CHP Genel Başkan Yardımcısı Bülent Kuşoğlu, Cumhurbaşkanlığı seçimlerine ilişkin yaptığı değerlendirmede, “İttifakın adayı tek bir aday olur mu ilk aşamada, sonra mı olur, ortak aday olur mu, herkes kendi adayını mı o ayrı bir konu. Ama bizim partimizin adayı genel başkanımızdır şu an” diyen Kuşoğlu, Milliyet’e verdiği röportajda, “Bu süreci yürütecek kişi de genel başkanımızdır. Günü geldiğinde de karar verilmesi gereken gün geldiğinde de o kararı O verecektir. Biz şimdiden bir başkasını aday göstersek zaten parti olamayız.
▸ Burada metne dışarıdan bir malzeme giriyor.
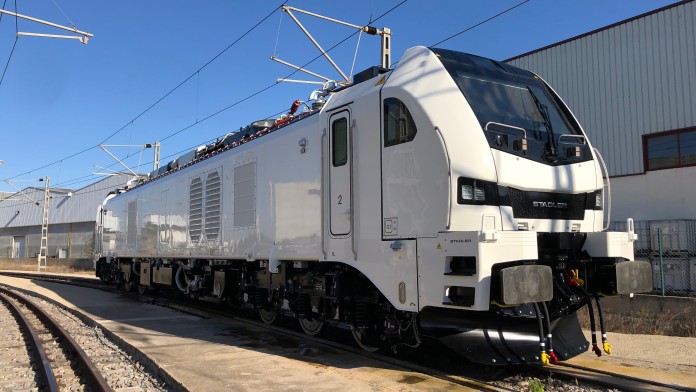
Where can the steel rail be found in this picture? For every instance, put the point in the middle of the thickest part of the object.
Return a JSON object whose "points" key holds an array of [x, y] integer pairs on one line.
{"points": [[45, 371], [563, 370], [627, 383], [92, 375]]}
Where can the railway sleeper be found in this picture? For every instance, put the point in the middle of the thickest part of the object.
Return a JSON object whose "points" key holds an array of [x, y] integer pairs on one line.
{"points": [[317, 295]]}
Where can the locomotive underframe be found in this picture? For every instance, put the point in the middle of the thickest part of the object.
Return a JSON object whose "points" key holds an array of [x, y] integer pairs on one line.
{"points": [[334, 294]]}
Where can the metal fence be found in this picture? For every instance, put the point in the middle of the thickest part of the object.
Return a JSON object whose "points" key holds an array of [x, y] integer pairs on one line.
{"points": [[670, 246]]}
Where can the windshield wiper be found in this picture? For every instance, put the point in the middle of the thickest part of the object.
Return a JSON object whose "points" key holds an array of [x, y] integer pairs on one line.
{"points": [[549, 152]]}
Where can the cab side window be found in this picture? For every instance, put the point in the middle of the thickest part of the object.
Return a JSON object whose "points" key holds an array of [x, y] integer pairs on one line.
{"points": [[339, 128], [399, 126]]}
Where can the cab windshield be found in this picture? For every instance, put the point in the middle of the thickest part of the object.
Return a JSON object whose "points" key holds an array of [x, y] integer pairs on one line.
{"points": [[511, 104]]}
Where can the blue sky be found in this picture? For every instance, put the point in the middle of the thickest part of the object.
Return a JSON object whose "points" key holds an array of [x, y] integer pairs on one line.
{"points": [[60, 97]]}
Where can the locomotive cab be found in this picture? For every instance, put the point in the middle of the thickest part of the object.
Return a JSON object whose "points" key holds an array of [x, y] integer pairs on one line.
{"points": [[453, 196]]}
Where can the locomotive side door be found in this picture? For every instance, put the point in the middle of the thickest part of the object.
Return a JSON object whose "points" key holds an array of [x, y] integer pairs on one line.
{"points": [[340, 172]]}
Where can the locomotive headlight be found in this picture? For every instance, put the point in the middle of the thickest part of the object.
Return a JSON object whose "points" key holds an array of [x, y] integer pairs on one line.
{"points": [[467, 192], [594, 200], [598, 200], [477, 192]]}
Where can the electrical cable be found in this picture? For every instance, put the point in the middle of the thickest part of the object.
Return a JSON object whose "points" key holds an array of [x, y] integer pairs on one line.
{"points": [[480, 23], [287, 77], [156, 102], [3, 7], [227, 107]]}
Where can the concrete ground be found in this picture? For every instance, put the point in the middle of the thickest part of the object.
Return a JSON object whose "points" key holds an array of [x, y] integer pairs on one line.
{"points": [[204, 354], [214, 354]]}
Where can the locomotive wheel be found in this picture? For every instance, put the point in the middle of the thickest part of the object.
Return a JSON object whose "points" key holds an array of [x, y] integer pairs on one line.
{"points": [[268, 316], [362, 338], [311, 327]]}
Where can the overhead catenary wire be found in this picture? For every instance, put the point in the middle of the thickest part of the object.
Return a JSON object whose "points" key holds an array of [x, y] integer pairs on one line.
{"points": [[14, 45], [64, 14], [247, 32], [480, 23], [252, 95]]}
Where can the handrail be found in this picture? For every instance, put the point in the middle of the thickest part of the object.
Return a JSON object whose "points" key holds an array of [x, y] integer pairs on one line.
{"points": [[323, 193], [524, 131], [353, 228], [570, 135], [449, 174], [608, 186]]}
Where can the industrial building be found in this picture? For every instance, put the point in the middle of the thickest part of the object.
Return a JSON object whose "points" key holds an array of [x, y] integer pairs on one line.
{"points": [[72, 218], [631, 85]]}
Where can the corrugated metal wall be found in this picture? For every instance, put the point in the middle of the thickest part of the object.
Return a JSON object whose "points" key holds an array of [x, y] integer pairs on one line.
{"points": [[77, 239], [18, 211], [632, 79]]}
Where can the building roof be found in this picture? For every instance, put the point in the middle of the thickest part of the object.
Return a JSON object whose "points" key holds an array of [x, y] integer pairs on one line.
{"points": [[600, 29], [65, 206]]}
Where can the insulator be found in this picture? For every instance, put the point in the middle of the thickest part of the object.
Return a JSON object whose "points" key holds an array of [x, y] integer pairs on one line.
{"points": [[295, 105]]}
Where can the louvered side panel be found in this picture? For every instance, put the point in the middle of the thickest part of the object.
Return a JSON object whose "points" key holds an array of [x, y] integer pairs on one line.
{"points": [[632, 79]]}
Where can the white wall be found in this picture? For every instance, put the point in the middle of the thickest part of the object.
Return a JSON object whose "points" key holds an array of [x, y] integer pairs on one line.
{"points": [[625, 81]]}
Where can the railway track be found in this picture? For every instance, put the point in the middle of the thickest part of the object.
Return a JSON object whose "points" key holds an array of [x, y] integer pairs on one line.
{"points": [[64, 363], [61, 353], [451, 368]]}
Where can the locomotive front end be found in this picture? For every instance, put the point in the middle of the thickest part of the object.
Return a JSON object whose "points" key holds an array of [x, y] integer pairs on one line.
{"points": [[525, 246]]}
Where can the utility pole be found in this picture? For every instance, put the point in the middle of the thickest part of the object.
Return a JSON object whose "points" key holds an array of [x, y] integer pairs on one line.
{"points": [[43, 250]]}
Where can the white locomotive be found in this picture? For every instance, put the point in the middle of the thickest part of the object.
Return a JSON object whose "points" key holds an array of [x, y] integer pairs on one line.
{"points": [[453, 196]]}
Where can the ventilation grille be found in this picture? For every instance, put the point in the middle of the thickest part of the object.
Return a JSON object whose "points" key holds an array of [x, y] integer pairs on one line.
{"points": [[546, 205], [213, 206], [245, 195], [195, 209], [132, 223]]}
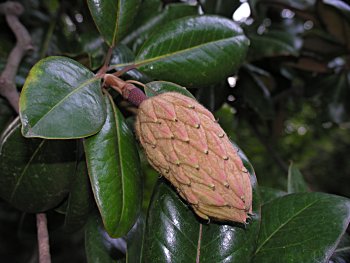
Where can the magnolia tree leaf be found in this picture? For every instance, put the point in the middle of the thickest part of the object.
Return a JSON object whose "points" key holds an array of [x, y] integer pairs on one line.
{"points": [[35, 173], [6, 114], [158, 87], [221, 7], [268, 194], [113, 18], [174, 234], [99, 247], [115, 175], [135, 240], [296, 182], [153, 21], [194, 51], [61, 99], [79, 200], [303, 227]]}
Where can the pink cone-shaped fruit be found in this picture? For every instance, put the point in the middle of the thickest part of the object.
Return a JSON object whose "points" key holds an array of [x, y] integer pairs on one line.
{"points": [[185, 144]]}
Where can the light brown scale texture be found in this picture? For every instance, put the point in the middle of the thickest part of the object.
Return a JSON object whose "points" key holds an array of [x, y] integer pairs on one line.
{"points": [[184, 143]]}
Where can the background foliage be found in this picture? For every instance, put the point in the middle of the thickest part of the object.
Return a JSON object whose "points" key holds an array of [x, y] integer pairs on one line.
{"points": [[286, 100]]}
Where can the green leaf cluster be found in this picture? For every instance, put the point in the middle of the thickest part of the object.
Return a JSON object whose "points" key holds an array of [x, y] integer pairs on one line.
{"points": [[72, 152]]}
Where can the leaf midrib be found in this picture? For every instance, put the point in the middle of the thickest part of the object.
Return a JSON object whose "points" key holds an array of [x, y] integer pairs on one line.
{"points": [[282, 225], [81, 86], [119, 166], [164, 56]]}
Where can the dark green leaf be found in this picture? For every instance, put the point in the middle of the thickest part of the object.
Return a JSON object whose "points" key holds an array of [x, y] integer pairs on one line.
{"points": [[214, 96], [155, 21], [114, 169], [94, 47], [302, 227], [158, 87], [174, 234], [342, 253], [36, 174], [268, 194], [135, 241], [296, 182], [113, 18], [61, 99], [79, 200], [6, 114], [194, 51], [99, 247]]}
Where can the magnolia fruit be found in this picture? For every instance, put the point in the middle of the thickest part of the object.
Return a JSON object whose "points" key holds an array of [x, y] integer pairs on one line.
{"points": [[184, 143]]}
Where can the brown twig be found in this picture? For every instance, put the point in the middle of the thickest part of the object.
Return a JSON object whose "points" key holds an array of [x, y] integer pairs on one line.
{"points": [[12, 10], [43, 238]]}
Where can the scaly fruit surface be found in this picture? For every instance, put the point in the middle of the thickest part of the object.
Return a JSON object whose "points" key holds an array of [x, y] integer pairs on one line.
{"points": [[184, 143]]}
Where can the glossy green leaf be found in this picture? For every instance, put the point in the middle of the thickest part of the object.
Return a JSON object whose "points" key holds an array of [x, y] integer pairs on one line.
{"points": [[155, 21], [99, 247], [79, 200], [35, 173], [61, 99], [268, 194], [194, 51], [342, 252], [114, 169], [6, 114], [303, 227], [296, 182], [135, 240], [174, 234], [158, 87], [113, 18], [214, 96]]}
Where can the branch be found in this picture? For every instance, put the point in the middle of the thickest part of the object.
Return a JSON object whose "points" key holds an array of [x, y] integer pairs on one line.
{"points": [[12, 10], [43, 238]]}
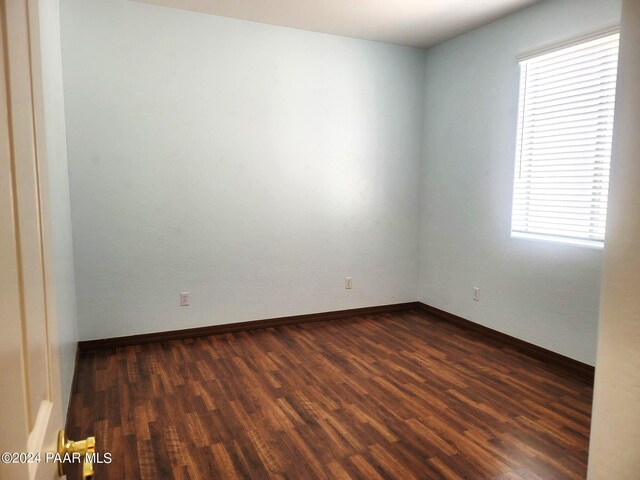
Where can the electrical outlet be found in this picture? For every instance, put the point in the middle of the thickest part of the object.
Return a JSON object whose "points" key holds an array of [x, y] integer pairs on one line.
{"points": [[184, 299]]}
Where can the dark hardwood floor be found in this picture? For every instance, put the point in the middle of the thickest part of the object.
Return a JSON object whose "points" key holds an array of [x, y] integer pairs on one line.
{"points": [[384, 396]]}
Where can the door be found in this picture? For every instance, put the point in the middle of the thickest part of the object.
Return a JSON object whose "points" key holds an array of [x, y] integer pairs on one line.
{"points": [[30, 400]]}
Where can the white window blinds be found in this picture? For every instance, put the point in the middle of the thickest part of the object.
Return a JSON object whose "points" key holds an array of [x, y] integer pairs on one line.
{"points": [[565, 128]]}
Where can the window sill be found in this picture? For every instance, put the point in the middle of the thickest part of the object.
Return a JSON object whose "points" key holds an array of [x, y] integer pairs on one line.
{"points": [[594, 244]]}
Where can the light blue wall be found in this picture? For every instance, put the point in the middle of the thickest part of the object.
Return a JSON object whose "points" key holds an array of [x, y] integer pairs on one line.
{"points": [[254, 166], [58, 184], [544, 293]]}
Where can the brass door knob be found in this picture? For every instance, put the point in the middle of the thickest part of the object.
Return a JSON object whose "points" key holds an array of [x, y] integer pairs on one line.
{"points": [[82, 450]]}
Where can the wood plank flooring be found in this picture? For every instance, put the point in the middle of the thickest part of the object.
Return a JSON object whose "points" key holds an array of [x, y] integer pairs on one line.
{"points": [[389, 396]]}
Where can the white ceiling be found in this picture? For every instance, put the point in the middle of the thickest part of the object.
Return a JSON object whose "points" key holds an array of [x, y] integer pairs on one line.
{"points": [[419, 23]]}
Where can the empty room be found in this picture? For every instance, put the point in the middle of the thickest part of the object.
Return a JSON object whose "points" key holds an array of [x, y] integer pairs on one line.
{"points": [[287, 239]]}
Aday belirleme gücünü de elimizde tutamayız” ifadelerini kullandı.
Daha önce, “Sayın Genel Başkanımız, adayımız, Cumhurbaşkanı adayımız Kemal Kılıçdaroğlu’nun sevgi ve sayılarını iletiyorum” açıklaması yapan ve CHP lideri Kemal Kılıçdaroğlu’nun ‘zamansız bir açıklama’ diyerek eleştirdiği Kuşoğlu, bu kez şunları kaydetti:
“Genel başkanımızın doğal olarak oraya aday olmasını istiyoruz, ama öncelik biz de sistemin değişmesidir. Millet İttifakı da öncelikle bunu istiyor. Bu sistemi değiştirebilecek güvenilir, devleti bilen, güvenilebilir birisi Kemal Kılıçdaroğlu’dur. Genel Başkanımız günü geldiğinde ister kendisi olur -tabii ki partinin yetkili kurullarına danışacak partinin adayı ister kendisi olur- ister daha önce olduğu gibi bir başkasını aday gösterir.”
Fahiş fiyat tartışması
“Fahiş fiyat dediği sonuçla ilgili olarak bir şeyler düzeltilecekse onu üretim süreci içerisinde aramak lazım. Yanlışlık burada. Fiyatı düşürmeye çalışıyorlar. Bu son derece yanlış bir iş. Üretim miktarına, arzın ne kadar karşılandığı talep tarafından bunlara bakılmıyor. Fiyat istikrar komiteleriyle, dış müdahalelerle falan hiç yapılabilecek bir şey değil.
‘Aspirin değil, ameliyat’
‘Bu sorunları gördük, hemen bunları giderelim’ öyle bir şey yok. Bu sihirli bir dokunuşla olabilecek bir şey değil. Ameliyat gerektiriyor. Aspirin tedbirlerle yürütülmeyecek kadar önemli bir konu bu. Sonuçta üretim sürecini üretim mimarisini, ekonomik mimariyi değiştirmeyi gerektiriyor. Çünkü finans sisteminden en basit girdi maliyetlerine kadar her şeyi değiştirmenizi, irdelemenizi gerektiriyor. Bu ekonomik bir mimari değişikliği demek. Seçimden önce gerçek anlamda bir ameliyat yapıp yeni bir ekonomi mimarisi inşa edemezsiniz. Sonuçta ameliyat adı üzerinde incitir de. Hastanın bir süre yatırılmasını, ayakta olmamasını gerektirir.”